PII/PHI Redaction Streaming

Real-time PII/PHI redaction over WebSocket. Streams audio to the server and receives, per utterance, a redacted transcript and a redacted MP3 clip with the PII/PHI ranges silenced.

Endpoint

wss://modulate-developer-apis.com/api/velma-2-pii-phi-redaction-streaming

Authentication

Pass your API key as a query parameter when opening the connection.

wss://modulate-developer-apis.com/api/velma-2-pii-phi-redaction-streaming?api_key=YOUR_API_KEY

Unlike the batch endpoints, the streaming API does not use an X-API-Key header.

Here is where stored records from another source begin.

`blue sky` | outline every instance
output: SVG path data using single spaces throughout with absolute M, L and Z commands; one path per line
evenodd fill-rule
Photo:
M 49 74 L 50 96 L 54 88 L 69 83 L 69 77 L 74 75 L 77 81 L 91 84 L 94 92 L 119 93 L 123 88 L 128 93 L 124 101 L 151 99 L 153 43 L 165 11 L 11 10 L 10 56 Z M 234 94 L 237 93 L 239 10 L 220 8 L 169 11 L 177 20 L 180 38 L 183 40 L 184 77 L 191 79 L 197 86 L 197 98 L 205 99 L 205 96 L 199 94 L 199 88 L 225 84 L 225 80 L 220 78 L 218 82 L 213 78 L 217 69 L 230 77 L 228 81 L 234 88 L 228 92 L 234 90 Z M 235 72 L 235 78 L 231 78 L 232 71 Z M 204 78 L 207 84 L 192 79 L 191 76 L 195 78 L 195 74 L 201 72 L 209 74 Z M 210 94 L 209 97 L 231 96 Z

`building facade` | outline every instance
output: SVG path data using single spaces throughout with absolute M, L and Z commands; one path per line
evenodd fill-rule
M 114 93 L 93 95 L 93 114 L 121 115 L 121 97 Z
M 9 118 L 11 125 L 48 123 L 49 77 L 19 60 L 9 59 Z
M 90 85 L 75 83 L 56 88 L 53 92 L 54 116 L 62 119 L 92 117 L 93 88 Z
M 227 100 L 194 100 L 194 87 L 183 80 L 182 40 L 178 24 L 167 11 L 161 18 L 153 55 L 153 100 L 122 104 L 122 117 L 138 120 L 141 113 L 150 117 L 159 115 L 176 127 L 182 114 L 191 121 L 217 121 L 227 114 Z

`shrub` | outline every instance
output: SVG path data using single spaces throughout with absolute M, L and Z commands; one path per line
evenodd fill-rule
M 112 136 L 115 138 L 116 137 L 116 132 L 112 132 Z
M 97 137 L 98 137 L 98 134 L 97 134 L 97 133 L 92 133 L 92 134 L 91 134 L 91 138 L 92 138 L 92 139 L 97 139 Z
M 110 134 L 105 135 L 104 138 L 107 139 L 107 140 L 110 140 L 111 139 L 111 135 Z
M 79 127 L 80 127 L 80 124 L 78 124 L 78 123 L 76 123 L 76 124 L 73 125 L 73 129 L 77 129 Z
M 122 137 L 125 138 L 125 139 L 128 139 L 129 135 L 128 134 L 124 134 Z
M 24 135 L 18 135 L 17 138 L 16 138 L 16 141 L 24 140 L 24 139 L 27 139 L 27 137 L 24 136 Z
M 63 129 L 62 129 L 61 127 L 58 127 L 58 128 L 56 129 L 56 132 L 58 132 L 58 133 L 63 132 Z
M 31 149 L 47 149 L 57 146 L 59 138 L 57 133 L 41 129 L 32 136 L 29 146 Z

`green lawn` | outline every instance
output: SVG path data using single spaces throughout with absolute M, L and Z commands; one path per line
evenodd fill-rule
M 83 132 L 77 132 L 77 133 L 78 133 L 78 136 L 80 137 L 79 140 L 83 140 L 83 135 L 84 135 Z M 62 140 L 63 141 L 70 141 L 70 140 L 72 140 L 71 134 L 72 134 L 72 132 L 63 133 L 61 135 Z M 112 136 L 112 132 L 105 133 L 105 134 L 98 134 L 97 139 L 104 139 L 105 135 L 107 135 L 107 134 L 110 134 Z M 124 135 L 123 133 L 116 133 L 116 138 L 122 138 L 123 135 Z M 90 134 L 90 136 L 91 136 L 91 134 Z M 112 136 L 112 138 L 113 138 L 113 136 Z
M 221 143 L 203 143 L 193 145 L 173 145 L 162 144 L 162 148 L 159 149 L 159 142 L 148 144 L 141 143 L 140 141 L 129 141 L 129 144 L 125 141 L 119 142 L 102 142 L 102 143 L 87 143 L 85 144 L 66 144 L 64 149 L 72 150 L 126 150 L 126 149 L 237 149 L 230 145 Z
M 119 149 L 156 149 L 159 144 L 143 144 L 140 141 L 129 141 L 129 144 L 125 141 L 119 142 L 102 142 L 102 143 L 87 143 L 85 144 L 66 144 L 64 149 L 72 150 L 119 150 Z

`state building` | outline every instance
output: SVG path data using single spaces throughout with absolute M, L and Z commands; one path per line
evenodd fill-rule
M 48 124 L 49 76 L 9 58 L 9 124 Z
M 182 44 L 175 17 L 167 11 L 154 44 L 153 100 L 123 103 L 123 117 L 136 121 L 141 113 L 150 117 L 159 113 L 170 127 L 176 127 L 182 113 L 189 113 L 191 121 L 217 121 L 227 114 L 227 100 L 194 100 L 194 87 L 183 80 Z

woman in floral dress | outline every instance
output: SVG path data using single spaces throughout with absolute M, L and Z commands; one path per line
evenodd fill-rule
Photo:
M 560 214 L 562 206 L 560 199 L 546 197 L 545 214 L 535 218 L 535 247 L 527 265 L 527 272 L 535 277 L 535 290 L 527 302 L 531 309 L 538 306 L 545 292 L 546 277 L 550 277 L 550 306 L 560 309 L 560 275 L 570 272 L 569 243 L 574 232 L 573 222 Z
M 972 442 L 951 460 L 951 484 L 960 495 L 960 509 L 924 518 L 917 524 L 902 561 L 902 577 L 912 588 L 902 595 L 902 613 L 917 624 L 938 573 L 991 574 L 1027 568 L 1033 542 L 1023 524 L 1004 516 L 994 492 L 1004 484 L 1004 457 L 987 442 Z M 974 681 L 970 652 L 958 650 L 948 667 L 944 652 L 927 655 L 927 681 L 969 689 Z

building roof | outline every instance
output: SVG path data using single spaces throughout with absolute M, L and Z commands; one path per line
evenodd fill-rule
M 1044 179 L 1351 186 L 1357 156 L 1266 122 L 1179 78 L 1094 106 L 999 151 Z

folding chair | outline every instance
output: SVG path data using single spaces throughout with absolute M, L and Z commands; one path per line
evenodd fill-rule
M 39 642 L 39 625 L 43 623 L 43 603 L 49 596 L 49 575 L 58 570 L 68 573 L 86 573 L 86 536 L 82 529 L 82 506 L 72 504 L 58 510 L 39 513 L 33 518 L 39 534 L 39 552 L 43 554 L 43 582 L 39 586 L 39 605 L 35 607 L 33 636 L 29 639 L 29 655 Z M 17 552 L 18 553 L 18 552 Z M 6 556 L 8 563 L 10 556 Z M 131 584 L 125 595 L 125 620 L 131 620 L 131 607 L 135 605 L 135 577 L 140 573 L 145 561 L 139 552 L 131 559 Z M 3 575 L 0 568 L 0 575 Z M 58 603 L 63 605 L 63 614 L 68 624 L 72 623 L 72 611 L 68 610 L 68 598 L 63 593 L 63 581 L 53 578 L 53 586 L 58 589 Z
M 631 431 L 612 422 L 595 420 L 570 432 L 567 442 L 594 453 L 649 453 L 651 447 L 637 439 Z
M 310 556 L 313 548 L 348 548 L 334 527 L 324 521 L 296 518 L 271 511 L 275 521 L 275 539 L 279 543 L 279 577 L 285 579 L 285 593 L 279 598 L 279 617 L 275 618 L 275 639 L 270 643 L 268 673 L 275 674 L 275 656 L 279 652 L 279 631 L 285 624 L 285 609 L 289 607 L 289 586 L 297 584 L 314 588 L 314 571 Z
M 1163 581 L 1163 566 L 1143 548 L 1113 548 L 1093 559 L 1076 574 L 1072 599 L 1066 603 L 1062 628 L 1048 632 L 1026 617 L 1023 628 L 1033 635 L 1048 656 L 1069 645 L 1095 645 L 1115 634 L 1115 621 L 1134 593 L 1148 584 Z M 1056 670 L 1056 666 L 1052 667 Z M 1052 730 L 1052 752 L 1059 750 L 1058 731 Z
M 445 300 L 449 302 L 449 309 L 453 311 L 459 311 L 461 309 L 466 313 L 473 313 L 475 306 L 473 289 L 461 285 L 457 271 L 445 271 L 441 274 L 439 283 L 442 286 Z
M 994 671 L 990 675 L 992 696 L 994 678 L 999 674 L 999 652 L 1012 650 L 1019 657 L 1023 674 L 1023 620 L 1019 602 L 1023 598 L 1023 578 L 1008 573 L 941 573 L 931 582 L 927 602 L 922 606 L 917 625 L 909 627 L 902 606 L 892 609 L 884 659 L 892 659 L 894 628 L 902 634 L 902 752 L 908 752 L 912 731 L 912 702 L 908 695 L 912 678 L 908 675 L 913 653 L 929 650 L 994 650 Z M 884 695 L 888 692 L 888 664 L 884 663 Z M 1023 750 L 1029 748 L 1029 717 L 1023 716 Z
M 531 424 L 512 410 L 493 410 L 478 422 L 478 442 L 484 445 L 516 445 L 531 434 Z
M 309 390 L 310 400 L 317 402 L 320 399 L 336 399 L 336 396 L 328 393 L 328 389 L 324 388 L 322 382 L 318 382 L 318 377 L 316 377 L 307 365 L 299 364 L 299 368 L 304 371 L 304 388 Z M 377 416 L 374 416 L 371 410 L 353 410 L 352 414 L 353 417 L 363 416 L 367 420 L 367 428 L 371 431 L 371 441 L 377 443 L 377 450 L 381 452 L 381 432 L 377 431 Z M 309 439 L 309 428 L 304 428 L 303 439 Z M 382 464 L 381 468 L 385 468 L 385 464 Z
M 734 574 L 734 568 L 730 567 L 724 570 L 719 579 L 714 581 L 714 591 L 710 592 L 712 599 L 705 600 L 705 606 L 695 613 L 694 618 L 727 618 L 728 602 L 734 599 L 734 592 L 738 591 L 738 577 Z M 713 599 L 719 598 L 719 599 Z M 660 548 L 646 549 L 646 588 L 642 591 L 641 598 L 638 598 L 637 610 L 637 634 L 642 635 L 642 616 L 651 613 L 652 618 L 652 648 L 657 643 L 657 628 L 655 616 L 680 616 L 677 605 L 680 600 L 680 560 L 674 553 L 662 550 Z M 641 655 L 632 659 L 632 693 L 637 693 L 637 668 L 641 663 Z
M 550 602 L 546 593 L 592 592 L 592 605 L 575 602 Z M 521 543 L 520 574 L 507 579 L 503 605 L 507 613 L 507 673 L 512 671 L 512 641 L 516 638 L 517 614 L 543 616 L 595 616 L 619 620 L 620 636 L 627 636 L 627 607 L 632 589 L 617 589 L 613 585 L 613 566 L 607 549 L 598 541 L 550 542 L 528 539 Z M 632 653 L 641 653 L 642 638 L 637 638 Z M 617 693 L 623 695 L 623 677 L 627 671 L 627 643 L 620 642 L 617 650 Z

The key must be in the query string at connection time.

See Authentication and rate limits for how to obtain and manage API keys.

Supported audio formats

Self-describing formats (auto-detected from file headers — no extra parameters needed): AAC, AIFF, FLAC, MP3, OGG, WAV, WebM

OGG / Opus: OGG is a container that may carry Opus-encoded audio. Pass audio_format=ogg, not audio_format=opus.

Raw / headerless formats (require audio_format, sample_rate, and num_channels): s8, s16le, s16be, s24le, s24be, s32le, s32be, u8, u16le, u16be, u24le, u24be, u32le, u32be, f32le, f32be, f64le, f64be, mulaw, alaw Valid sample rates: 8000, 11025, 16000, 22050, 32000, 44100, 48000, 96000

Query parameters

Parameter	Type	Default	Description
`api_key`	string	—	Required. Your API key
`speaker_diarization`	boolean	`true`	Identify and label distinct speakers
`audio_format`	string	(auto-detect)	Audio encoding format. Omit for self-describing formats; required for raw formats
`sample_rate`	integer	—	Sample rate in Hz. Required for raw formats only
`num_channels`	integer	—	Number of channels (1–8). Required for raw formats only
`start_redaction_padding_ms`	integer	`100`	Extra silence (ms) prepended before each redacted audio range
`end_redaction_padding_ms`	integer	`0`	Extra silence (ms) appended after each redacted audio range

Connection flow

Connect to the WebSocket endpoint with api_key and any optional parameters.
Stream audio data as binary WebSocket frames. Frames can be any size.
Receive frame pairs per utterance: a JSON text frame, optionally followed by a binary MP3 frame.
Send an empty text frame ("") to signal end of audio.
Receive a done JSON frame, optionally followed by a final binary MP3 frame for any trailing audio.
The connection closes automatically.

Server messages

The server sends frame pairs: a JSON text frame indicating the utterance, optionally followed by a binary MP3 frame. The redacted_audio field in the JSON tells you whether a binary frame follows.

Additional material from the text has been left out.